Black Hills Corp. executives said Thursday efforts have ended to establish a multi-state, multi-utility cost-of-service natural gas reserve program as they wind down their oil and gas business.
Stubbornly low commodity prices kept the reserves proposal from gaining traction with state regulators, the Rapid City, SD-based executives said during a briefing with Wall Street analysts in New York City.
"The odds of getting a cost-of-service gas program approved right now, when gas prices are so cheap...pretty low," said CEO David Emery. "When customers are worried about the size of their bills, it is much easier to get the attention of regulators for new and innovative programs; when they are not, it is very difficult to get their attention. That's just the reality of the situation."
For the foreseeable future, the reserves program doesn't have a realistic chance of being approved by state regulators, Emery said.
During the analysts briefing, Emery said Black Hills is "exploring several options" to convert its gas reserves in the Mancos Shale to capture more value for shareholders, including monetizing the reserves and using the cash to acquire another utility company. In August, Emery indicated the Mancos program would not move ahead this year, and its ultimate fate remains uncertain.
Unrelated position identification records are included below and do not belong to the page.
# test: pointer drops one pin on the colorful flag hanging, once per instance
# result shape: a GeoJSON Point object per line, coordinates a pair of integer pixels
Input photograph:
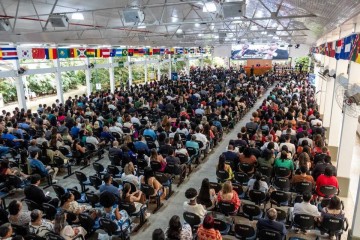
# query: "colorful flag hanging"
{"type": "Point", "coordinates": [8, 54]}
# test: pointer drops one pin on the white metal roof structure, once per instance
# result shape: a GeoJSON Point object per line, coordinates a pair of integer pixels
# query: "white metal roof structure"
{"type": "Point", "coordinates": [172, 22]}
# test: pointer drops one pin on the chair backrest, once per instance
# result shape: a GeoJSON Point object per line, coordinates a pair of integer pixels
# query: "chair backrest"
{"type": "Point", "coordinates": [304, 221]}
{"type": "Point", "coordinates": [250, 211]}
{"type": "Point", "coordinates": [266, 234]}
{"type": "Point", "coordinates": [215, 186]}
{"type": "Point", "coordinates": [81, 177]}
{"type": "Point", "coordinates": [243, 231]}
{"type": "Point", "coordinates": [31, 204]}
{"type": "Point", "coordinates": [222, 175]}
{"type": "Point", "coordinates": [328, 190]}
{"type": "Point", "coordinates": [192, 219]}
{"type": "Point", "coordinates": [49, 210]}
{"type": "Point", "coordinates": [109, 226]}
{"type": "Point", "coordinates": [59, 190]}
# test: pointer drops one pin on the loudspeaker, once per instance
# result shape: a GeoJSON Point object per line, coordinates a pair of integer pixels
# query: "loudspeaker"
{"type": "Point", "coordinates": [57, 20]}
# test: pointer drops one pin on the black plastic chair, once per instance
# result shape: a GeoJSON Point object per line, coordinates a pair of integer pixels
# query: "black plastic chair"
{"type": "Point", "coordinates": [266, 234]}
{"type": "Point", "coordinates": [244, 232]}
{"type": "Point", "coordinates": [83, 181]}
{"type": "Point", "coordinates": [251, 211]}
{"type": "Point", "coordinates": [303, 222]}
{"type": "Point", "coordinates": [50, 211]}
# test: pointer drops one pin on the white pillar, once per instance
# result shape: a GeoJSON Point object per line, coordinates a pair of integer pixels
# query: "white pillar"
{"type": "Point", "coordinates": [20, 92]}
{"type": "Point", "coordinates": [347, 141]}
{"type": "Point", "coordinates": [159, 72]}
{"type": "Point", "coordinates": [145, 70]}
{"type": "Point", "coordinates": [111, 75]}
{"type": "Point", "coordinates": [130, 71]}
{"type": "Point", "coordinates": [88, 77]}
{"type": "Point", "coordinates": [59, 89]}
{"type": "Point", "coordinates": [169, 66]}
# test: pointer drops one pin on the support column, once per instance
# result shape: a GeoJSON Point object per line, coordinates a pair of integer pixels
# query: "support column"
{"type": "Point", "coordinates": [145, 70]}
{"type": "Point", "coordinates": [111, 75]}
{"type": "Point", "coordinates": [355, 230]}
{"type": "Point", "coordinates": [159, 72]}
{"type": "Point", "coordinates": [20, 91]}
{"type": "Point", "coordinates": [130, 72]}
{"type": "Point", "coordinates": [59, 89]}
{"type": "Point", "coordinates": [88, 77]}
{"type": "Point", "coordinates": [347, 143]}
{"type": "Point", "coordinates": [170, 66]}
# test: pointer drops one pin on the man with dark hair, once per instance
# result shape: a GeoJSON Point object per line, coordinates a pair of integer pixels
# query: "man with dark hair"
{"type": "Point", "coordinates": [270, 223]}
{"type": "Point", "coordinates": [36, 194]}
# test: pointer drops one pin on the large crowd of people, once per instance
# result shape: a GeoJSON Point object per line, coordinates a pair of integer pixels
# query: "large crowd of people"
{"type": "Point", "coordinates": [153, 135]}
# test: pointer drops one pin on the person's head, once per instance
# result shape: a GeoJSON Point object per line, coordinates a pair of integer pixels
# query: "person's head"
{"type": "Point", "coordinates": [158, 234]}
{"type": "Point", "coordinates": [328, 171]}
{"type": "Point", "coordinates": [36, 215]}
{"type": "Point", "coordinates": [175, 227]}
{"type": "Point", "coordinates": [208, 222]}
{"type": "Point", "coordinates": [6, 231]}
{"type": "Point", "coordinates": [60, 222]}
{"type": "Point", "coordinates": [271, 214]}
{"type": "Point", "coordinates": [191, 194]}
{"type": "Point", "coordinates": [335, 203]}
{"type": "Point", "coordinates": [14, 207]}
{"type": "Point", "coordinates": [227, 187]}
{"type": "Point", "coordinates": [307, 196]}
{"type": "Point", "coordinates": [35, 179]}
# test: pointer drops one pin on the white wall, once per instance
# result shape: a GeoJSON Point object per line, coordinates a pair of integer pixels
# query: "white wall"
{"type": "Point", "coordinates": [295, 53]}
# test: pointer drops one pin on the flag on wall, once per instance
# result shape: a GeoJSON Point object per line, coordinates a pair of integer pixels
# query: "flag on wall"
{"type": "Point", "coordinates": [8, 54]}
{"type": "Point", "coordinates": [63, 53]}
{"type": "Point", "coordinates": [25, 53]}
{"type": "Point", "coordinates": [51, 53]}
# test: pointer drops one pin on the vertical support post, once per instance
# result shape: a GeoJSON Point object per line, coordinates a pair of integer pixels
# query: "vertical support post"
{"type": "Point", "coordinates": [20, 92]}
{"type": "Point", "coordinates": [111, 75]}
{"type": "Point", "coordinates": [59, 89]}
{"type": "Point", "coordinates": [88, 77]}
{"type": "Point", "coordinates": [145, 70]}
{"type": "Point", "coordinates": [159, 72]}
{"type": "Point", "coordinates": [130, 71]}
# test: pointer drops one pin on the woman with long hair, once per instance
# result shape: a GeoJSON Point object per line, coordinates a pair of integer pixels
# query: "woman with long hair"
{"type": "Point", "coordinates": [177, 231]}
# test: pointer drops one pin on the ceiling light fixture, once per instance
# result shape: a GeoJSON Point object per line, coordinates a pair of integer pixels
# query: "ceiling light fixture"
{"type": "Point", "coordinates": [209, 7]}
{"type": "Point", "coordinates": [77, 16]}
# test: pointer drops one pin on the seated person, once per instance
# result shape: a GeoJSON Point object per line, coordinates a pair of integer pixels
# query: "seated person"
{"type": "Point", "coordinates": [41, 168]}
{"type": "Point", "coordinates": [36, 194]}
{"type": "Point", "coordinates": [270, 223]}
{"type": "Point", "coordinates": [326, 179]}
{"type": "Point", "coordinates": [38, 225]}
{"type": "Point", "coordinates": [191, 205]}
{"type": "Point", "coordinates": [227, 194]}
{"type": "Point", "coordinates": [16, 214]}
{"type": "Point", "coordinates": [206, 230]}
{"type": "Point", "coordinates": [222, 166]}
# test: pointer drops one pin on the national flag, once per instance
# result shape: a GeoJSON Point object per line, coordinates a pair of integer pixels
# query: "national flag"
{"type": "Point", "coordinates": [8, 54]}
{"type": "Point", "coordinates": [156, 51]}
{"type": "Point", "coordinates": [354, 48]}
{"type": "Point", "coordinates": [63, 52]}
{"type": "Point", "coordinates": [51, 53]}
{"type": "Point", "coordinates": [25, 53]}
{"type": "Point", "coordinates": [81, 52]}
{"type": "Point", "coordinates": [73, 53]}
{"type": "Point", "coordinates": [90, 52]}
{"type": "Point", "coordinates": [338, 48]}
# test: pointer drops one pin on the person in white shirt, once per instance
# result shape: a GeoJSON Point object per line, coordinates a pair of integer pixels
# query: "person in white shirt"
{"type": "Point", "coordinates": [192, 206]}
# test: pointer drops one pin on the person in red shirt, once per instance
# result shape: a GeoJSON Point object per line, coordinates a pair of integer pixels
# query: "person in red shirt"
{"type": "Point", "coordinates": [326, 179]}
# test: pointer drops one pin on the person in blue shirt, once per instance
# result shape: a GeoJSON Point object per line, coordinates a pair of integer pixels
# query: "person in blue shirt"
{"type": "Point", "coordinates": [149, 132]}
{"type": "Point", "coordinates": [108, 187]}
{"type": "Point", "coordinates": [40, 167]}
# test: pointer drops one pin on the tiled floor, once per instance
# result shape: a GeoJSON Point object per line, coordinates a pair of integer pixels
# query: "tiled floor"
{"type": "Point", "coordinates": [207, 169]}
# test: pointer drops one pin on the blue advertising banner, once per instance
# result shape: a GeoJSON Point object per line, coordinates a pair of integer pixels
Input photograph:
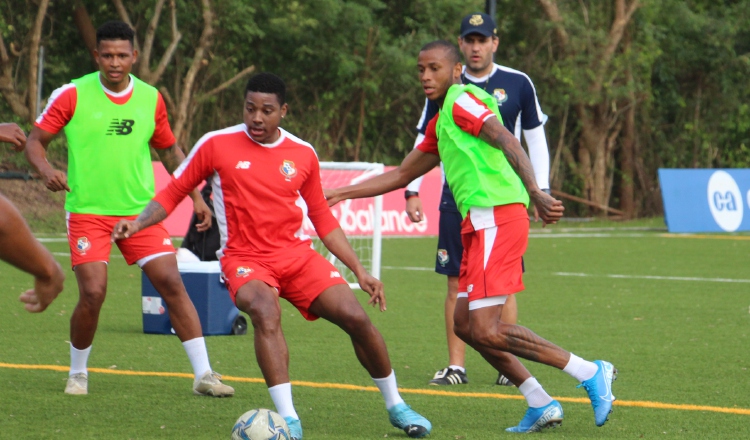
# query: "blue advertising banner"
{"type": "Point", "coordinates": [706, 200]}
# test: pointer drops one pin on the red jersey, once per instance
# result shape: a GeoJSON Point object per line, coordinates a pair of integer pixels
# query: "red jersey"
{"type": "Point", "coordinates": [62, 104]}
{"type": "Point", "coordinates": [262, 192]}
"I think over the course of the next three to four months we will have a lot more information we can share about what options we're pursuing” as the oil and gas business winds down, he said. "We're exploring several options right now, and we're not comfortable talking about any of them at this point."
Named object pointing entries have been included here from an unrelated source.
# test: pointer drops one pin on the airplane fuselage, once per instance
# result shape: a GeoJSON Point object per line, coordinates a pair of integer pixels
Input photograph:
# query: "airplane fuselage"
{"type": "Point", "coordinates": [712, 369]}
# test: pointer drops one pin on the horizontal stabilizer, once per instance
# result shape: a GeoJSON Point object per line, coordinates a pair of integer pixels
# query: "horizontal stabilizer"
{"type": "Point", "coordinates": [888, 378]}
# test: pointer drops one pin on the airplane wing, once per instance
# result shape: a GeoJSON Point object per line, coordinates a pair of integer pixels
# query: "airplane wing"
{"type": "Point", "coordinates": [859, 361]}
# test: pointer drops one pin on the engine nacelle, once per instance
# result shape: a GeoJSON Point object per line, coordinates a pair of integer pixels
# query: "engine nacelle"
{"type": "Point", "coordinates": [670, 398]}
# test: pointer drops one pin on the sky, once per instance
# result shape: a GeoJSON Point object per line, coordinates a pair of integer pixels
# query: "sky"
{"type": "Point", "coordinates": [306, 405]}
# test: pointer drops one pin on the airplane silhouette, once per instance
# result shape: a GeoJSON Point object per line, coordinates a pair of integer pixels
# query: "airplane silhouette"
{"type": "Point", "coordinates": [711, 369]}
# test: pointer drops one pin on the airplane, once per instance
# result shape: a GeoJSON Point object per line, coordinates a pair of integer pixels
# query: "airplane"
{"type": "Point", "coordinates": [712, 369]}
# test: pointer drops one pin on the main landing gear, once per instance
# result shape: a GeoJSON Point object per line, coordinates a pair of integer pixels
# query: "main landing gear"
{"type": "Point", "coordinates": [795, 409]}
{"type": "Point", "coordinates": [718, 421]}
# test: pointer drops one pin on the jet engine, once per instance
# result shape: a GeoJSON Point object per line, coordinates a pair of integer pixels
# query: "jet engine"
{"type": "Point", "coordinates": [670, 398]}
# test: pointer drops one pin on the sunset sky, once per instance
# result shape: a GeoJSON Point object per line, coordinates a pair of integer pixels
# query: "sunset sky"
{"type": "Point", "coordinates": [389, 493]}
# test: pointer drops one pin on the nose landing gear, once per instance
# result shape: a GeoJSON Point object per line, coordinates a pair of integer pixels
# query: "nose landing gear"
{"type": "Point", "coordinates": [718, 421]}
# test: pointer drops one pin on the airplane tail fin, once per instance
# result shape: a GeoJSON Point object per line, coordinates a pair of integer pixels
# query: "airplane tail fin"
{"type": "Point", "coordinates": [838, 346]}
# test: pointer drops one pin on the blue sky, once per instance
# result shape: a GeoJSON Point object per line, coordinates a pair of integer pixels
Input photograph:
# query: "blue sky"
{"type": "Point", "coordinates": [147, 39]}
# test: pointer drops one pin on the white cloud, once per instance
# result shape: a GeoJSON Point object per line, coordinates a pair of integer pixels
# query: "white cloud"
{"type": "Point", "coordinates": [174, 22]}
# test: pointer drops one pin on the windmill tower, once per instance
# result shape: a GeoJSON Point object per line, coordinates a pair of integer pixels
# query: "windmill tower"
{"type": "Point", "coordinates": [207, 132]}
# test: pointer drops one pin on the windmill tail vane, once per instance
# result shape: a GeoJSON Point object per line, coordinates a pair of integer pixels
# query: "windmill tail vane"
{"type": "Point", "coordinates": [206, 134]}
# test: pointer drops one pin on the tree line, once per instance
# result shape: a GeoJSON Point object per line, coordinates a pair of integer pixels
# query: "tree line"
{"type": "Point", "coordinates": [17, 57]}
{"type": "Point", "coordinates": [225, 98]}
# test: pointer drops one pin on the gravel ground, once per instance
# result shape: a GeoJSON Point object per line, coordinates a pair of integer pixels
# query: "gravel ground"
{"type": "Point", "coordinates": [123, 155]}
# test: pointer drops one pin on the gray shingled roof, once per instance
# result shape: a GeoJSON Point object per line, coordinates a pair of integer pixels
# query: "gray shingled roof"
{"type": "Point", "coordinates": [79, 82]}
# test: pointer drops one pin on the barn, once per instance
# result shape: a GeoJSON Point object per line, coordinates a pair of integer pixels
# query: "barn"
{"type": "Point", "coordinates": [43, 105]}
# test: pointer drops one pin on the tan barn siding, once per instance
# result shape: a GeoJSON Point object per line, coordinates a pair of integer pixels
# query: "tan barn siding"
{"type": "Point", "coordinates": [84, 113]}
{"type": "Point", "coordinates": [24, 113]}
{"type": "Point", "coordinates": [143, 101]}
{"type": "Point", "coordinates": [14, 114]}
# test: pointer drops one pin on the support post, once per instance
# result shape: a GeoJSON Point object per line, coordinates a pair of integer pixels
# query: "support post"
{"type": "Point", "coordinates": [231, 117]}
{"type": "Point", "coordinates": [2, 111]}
Last year the Colorado Public Utilities Commission rejectedBlack Hills' proposal for a utility ratepayer-backed gas reserves acquisition program. It was the first of up to six state approvals being sought for similar programs where Black Hills has utility operations. The rejection caused the holding company to re-think its approach, and at one point earlier this year it considered a partner for the program.
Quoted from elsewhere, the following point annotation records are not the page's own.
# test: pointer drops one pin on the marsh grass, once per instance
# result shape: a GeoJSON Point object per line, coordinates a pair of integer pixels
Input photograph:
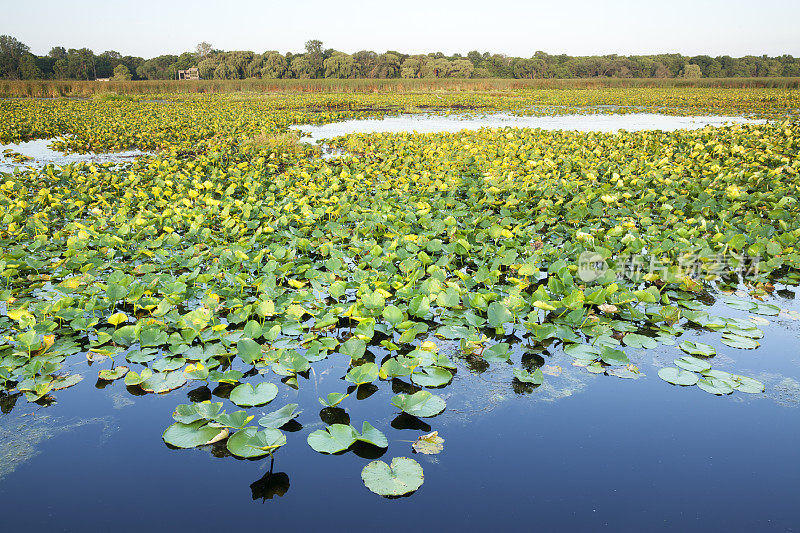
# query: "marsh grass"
{"type": "Point", "coordinates": [68, 88]}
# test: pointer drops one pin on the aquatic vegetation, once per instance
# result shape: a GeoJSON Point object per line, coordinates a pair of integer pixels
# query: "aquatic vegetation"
{"type": "Point", "coordinates": [238, 258]}
{"type": "Point", "coordinates": [401, 477]}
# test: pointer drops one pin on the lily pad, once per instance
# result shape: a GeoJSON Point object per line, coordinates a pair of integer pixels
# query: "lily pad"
{"type": "Point", "coordinates": [333, 439]}
{"type": "Point", "coordinates": [678, 376]}
{"type": "Point", "coordinates": [692, 364]}
{"type": "Point", "coordinates": [250, 443]}
{"type": "Point", "coordinates": [431, 376]}
{"type": "Point", "coordinates": [403, 476]}
{"type": "Point", "coordinates": [192, 435]}
{"type": "Point", "coordinates": [247, 395]}
{"type": "Point", "coordinates": [422, 404]}
{"type": "Point", "coordinates": [279, 418]}
{"type": "Point", "coordinates": [429, 444]}
{"type": "Point", "coordinates": [536, 377]}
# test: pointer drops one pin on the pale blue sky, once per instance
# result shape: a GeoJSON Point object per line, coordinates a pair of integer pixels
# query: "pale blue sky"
{"type": "Point", "coordinates": [577, 27]}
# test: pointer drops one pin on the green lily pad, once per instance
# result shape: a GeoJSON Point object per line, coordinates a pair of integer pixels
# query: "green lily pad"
{"type": "Point", "coordinates": [333, 399]}
{"type": "Point", "coordinates": [422, 404]}
{"type": "Point", "coordinates": [192, 435]}
{"type": "Point", "coordinates": [737, 341]}
{"type": "Point", "coordinates": [677, 376]}
{"type": "Point", "coordinates": [715, 386]}
{"type": "Point", "coordinates": [250, 443]}
{"type": "Point", "coordinates": [113, 374]}
{"type": "Point", "coordinates": [429, 444]}
{"type": "Point", "coordinates": [370, 435]}
{"type": "Point", "coordinates": [279, 418]}
{"type": "Point", "coordinates": [163, 382]}
{"type": "Point", "coordinates": [697, 348]}
{"type": "Point", "coordinates": [403, 476]}
{"type": "Point", "coordinates": [247, 395]}
{"type": "Point", "coordinates": [431, 376]}
{"type": "Point", "coordinates": [748, 385]}
{"type": "Point", "coordinates": [333, 439]}
{"type": "Point", "coordinates": [536, 377]}
{"type": "Point", "coordinates": [635, 340]}
{"type": "Point", "coordinates": [363, 374]}
{"type": "Point", "coordinates": [692, 364]}
{"type": "Point", "coordinates": [497, 353]}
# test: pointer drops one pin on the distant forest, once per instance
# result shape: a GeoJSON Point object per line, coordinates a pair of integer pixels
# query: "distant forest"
{"type": "Point", "coordinates": [17, 62]}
COO Linn Evans said Black Hills is not waiting for oil and gas prices to rebound significantly before selling off more of its exploration and production (E&P) business, which the company already had planned to exit.
Oil and gas contributions to earnings are "getting pretty negligible," Emery said, with Black Hills "working its way out of the E&P business."
As it shifts focus to the utility operations, he said Black Hills has strong cash flow that give it the ability to provide added capital without having to tap into the debt or equity markets.